All tests must pass before PR review. We maintain 157+ passing tests to ensure reliability.

Pull Request Process

  1. Create a feature branch: git checkout -b feature/my-feature
  2. Make your changes
  3. Run npm run lint:fix to fix any style issues
  4. Ensure all tests pass: npm test
  5. Commit with clear messages: git commit -m "Add feature: description"
  6. Push to your fork and create a Pull Request

We'll review your PR within a few days. Thanks for contributing!

JavaScript Style Guide

Why Cachkit Exists

Every Node.js application implements caching differently. Some use redis.get(), others build custom LRU implementations, and most scatter TTL logic throughout the codebase. We wanted a single, reliable library that:

  • Works without configuration hassles
  • Supports both in-memory and distributed caching
  • Handles memoization automatically
  • Fails gracefully instead of crashing your app
  • Gets out of your way

Cachkit is built with TypeScript, extensively tested (157 tests), and maintains a stable API. Use it in development with in-memory storage or promote to production with Redis—the same code works everywhere.

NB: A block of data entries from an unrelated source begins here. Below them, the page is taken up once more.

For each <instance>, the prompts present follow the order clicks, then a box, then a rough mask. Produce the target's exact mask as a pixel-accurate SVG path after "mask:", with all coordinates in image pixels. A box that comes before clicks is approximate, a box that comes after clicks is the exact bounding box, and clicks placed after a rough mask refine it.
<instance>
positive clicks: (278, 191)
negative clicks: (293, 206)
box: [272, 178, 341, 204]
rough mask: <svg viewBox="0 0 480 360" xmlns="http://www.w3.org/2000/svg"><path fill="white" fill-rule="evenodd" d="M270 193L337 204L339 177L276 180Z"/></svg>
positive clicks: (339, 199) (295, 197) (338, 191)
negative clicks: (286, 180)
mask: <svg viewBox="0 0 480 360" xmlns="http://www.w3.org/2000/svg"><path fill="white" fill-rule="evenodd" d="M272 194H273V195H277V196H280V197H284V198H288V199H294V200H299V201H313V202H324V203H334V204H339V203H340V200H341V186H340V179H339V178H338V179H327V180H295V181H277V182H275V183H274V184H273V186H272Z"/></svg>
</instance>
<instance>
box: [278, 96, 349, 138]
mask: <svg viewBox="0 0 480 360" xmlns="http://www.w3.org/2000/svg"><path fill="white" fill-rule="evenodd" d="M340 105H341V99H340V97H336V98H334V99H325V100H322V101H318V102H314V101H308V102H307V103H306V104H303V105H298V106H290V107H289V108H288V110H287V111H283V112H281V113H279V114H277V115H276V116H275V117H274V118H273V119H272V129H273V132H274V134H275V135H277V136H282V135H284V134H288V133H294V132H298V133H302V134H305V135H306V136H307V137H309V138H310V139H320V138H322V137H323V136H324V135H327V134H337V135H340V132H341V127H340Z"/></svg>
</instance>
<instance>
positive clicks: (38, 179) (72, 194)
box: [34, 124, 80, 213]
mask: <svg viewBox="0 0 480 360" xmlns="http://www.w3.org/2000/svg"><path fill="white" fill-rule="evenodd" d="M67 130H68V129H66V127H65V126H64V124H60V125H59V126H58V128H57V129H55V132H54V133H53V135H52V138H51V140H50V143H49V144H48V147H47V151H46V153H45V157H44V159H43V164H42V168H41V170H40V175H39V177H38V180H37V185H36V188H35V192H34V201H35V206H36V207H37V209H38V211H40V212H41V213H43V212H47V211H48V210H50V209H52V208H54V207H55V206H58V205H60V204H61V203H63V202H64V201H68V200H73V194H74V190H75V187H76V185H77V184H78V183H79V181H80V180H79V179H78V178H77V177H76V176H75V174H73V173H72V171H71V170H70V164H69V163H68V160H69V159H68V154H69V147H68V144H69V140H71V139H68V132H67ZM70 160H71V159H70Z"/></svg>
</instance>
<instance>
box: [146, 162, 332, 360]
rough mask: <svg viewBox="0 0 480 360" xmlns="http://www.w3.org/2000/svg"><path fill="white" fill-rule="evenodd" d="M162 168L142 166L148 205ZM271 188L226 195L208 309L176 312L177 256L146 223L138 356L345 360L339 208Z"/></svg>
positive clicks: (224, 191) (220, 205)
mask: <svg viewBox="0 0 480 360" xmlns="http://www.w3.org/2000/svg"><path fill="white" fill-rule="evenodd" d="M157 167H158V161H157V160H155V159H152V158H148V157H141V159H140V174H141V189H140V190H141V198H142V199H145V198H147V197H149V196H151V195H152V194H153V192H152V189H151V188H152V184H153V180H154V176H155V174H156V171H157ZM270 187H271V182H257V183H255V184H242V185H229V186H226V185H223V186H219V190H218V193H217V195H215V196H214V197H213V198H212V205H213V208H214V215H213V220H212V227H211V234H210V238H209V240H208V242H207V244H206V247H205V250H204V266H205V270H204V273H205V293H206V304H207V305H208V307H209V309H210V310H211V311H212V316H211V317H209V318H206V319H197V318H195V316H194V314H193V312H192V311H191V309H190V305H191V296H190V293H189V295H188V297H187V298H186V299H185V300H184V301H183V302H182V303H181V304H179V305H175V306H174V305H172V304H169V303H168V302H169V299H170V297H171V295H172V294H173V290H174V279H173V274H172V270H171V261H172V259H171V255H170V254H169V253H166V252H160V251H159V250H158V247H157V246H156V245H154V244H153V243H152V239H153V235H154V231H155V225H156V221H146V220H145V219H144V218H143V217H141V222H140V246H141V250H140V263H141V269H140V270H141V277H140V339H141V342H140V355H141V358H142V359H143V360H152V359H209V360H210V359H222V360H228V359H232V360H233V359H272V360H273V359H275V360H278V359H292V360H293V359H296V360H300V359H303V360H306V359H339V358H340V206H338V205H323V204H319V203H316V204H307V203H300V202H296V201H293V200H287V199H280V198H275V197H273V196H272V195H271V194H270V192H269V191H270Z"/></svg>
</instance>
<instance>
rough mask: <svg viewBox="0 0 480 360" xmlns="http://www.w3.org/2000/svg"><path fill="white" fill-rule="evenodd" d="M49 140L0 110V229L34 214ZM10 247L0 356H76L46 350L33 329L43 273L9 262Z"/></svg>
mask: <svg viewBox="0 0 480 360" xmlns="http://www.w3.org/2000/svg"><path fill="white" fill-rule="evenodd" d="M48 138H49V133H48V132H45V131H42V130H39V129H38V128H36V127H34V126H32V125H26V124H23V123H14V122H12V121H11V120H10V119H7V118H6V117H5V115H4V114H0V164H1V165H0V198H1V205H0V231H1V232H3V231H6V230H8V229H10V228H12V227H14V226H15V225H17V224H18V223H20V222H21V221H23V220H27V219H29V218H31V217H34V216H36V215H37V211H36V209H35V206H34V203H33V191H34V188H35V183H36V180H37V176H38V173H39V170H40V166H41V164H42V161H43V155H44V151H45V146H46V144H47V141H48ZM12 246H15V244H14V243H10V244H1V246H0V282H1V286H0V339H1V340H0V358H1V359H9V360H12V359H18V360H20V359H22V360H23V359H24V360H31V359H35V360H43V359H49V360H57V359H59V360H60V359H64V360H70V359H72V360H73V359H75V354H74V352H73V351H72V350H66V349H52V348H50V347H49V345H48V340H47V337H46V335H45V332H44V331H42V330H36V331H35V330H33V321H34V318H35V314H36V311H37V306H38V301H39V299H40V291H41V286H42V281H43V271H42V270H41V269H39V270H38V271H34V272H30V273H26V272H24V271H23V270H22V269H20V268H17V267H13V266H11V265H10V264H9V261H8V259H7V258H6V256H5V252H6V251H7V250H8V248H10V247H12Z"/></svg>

Comparison to Other Caching Libraries

| Feature | Cachkit | node-cache | redis | ioredis | |---------|-----------|-----------|-------|---------| | Zero Config | ✅ Yes | ✅ Yes | ❌ No | ❌ No | | Auto Memoization | ✅ wrap() | ❌ Manual | ❌ Manual | ❌ Manual | | Type Safety | ✅ TypeScript | ❌ No | ⚠️ Partial | ⚠️ Partial | | Encryption Support | ✅ AES-256 | ❌ No | ❌ No | ❌ No | | Rate Limiting | ✅ Built-in | ❌ No | ❌ No | ❌ No | | Monitoring/Metrics | ✅ Built-in | ❌ No | ❌ No | ❌ No | | Multiple Backends | ✅ Memory/Redis/Memcached | ⚠️ Memory only | ✅ Redis only | ✅ Redis only | | Graceful Errors | ✅ Never throws | ⚠️ Can crash | ✅ Can crash | ✅ Can crash | | Size (unpacked) | 🚀 ~50KB | ~35KB | ~43KB | ~80KB | | Production Ready | ✅ 157 tests | ✅ Stable | ✅ Industry standard | ✅ Industry standard | | Learning Curve | 🎯 5 minutes | 5 minutes | 15+ minutes | 20+ minutes |

Choose Cachkit if you want: All-in-one solution with type safety, encryption, and monitoring
Choose others if you need: Lightweight memory-only solution or established Redis client library

License

MIT License

MIT License. See LICENSE file for details.

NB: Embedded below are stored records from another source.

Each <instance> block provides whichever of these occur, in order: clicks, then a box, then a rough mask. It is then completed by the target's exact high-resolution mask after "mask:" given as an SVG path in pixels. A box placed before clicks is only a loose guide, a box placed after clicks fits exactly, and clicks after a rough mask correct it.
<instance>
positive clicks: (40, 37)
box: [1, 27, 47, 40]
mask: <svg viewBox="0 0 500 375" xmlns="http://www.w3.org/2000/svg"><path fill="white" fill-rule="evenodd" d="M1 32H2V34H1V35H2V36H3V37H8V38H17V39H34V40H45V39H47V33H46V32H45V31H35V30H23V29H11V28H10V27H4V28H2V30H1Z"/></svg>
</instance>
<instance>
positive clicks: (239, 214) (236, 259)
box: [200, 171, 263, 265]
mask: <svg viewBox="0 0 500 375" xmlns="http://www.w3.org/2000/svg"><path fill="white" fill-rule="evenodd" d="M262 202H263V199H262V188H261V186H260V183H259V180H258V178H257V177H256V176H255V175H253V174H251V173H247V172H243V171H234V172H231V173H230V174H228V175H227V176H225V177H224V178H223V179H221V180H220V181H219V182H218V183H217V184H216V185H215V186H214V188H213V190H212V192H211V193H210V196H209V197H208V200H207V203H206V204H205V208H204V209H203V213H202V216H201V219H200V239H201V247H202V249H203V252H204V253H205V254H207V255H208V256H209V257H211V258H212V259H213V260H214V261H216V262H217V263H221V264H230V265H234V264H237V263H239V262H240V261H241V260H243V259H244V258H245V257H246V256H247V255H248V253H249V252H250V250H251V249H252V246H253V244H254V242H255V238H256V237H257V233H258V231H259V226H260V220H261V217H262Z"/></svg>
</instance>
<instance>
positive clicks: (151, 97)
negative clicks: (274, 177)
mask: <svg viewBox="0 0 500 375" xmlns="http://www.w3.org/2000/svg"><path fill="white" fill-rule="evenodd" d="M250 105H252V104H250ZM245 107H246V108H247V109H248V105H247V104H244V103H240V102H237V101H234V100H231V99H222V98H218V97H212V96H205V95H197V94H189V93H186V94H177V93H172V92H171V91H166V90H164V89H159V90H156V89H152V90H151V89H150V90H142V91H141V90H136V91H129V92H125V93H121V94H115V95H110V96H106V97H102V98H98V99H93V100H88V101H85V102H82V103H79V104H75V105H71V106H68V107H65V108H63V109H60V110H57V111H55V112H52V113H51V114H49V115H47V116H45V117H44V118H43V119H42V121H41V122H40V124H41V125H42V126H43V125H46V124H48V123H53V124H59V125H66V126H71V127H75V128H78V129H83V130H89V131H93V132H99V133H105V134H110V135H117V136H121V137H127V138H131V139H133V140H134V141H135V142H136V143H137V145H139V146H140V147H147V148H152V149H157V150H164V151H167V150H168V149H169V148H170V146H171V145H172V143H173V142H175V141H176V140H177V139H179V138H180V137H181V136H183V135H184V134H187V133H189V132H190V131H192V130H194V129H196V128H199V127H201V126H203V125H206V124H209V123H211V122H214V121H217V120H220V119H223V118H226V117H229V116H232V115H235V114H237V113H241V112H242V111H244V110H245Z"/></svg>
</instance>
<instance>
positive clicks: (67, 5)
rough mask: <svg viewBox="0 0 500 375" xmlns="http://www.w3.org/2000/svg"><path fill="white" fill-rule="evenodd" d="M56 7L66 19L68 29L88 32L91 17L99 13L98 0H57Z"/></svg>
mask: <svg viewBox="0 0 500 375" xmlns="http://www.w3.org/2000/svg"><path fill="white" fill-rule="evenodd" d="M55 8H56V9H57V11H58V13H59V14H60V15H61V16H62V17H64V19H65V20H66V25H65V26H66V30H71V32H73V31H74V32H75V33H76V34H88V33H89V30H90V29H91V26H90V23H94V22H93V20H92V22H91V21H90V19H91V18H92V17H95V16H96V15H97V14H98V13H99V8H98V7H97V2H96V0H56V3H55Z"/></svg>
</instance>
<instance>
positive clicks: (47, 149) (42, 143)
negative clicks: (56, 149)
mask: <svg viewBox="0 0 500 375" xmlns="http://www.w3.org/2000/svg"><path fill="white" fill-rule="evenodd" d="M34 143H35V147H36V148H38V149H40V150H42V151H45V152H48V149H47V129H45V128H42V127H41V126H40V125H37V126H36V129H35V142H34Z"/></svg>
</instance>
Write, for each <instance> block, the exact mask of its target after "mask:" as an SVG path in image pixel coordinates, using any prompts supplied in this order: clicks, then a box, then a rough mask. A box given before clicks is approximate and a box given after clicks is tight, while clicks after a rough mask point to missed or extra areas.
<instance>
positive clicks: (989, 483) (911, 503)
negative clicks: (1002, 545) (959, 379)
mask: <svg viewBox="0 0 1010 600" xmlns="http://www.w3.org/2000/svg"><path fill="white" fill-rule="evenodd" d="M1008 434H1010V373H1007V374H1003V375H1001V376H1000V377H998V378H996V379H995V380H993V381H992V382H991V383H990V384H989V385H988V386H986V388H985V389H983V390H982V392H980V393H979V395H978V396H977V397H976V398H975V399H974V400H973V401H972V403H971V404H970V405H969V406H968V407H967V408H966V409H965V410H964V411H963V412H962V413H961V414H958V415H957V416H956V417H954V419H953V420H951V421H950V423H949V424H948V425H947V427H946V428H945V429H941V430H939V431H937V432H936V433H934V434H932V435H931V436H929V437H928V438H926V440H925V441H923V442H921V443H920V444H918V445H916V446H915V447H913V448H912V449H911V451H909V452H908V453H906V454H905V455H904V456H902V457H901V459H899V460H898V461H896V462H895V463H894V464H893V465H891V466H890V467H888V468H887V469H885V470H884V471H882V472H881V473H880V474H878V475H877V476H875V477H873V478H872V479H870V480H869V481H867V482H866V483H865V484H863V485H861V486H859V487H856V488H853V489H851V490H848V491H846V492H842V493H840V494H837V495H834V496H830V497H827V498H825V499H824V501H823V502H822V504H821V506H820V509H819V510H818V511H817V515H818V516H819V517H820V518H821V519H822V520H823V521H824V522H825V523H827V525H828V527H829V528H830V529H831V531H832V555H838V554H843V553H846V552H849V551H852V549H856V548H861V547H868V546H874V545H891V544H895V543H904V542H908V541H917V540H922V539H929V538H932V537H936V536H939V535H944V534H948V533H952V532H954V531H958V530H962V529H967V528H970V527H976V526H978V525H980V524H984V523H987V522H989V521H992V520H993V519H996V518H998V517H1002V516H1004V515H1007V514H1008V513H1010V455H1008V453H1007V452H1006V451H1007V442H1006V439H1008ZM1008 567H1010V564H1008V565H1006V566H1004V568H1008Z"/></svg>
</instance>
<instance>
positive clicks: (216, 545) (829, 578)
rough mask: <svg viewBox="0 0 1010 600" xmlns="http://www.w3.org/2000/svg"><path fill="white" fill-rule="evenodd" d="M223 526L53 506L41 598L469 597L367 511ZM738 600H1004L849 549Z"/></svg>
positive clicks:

Frequently Asked Questions

Q: Will Cachkit replace my Redis setup?
A: No. Use in-memory mode for development and single-instance deployments. Use Redis for production systems with multiple instances.

Q: How does this compare to other caching libraries?
A: Cachkit is smaller, faster, offers superior async support, and works with Redis without additional setup.

Q: What if I don't want automatic expiration?
A: Don't set a TTL. Data persists until you manually delete it or the cache reaches capacity and evicts entries via LRU.

Q: Is this production-ready?
A: Yes. Cachkit includes 157 passing tests, full TypeScript support, and is actively used in production services.

Q: How do I debug cache operations?
A: Set LOG_LEVEL=debug before running. Cachkit will log all operations for inspection.


Made by developers, for developers. Stop reinventing the cache.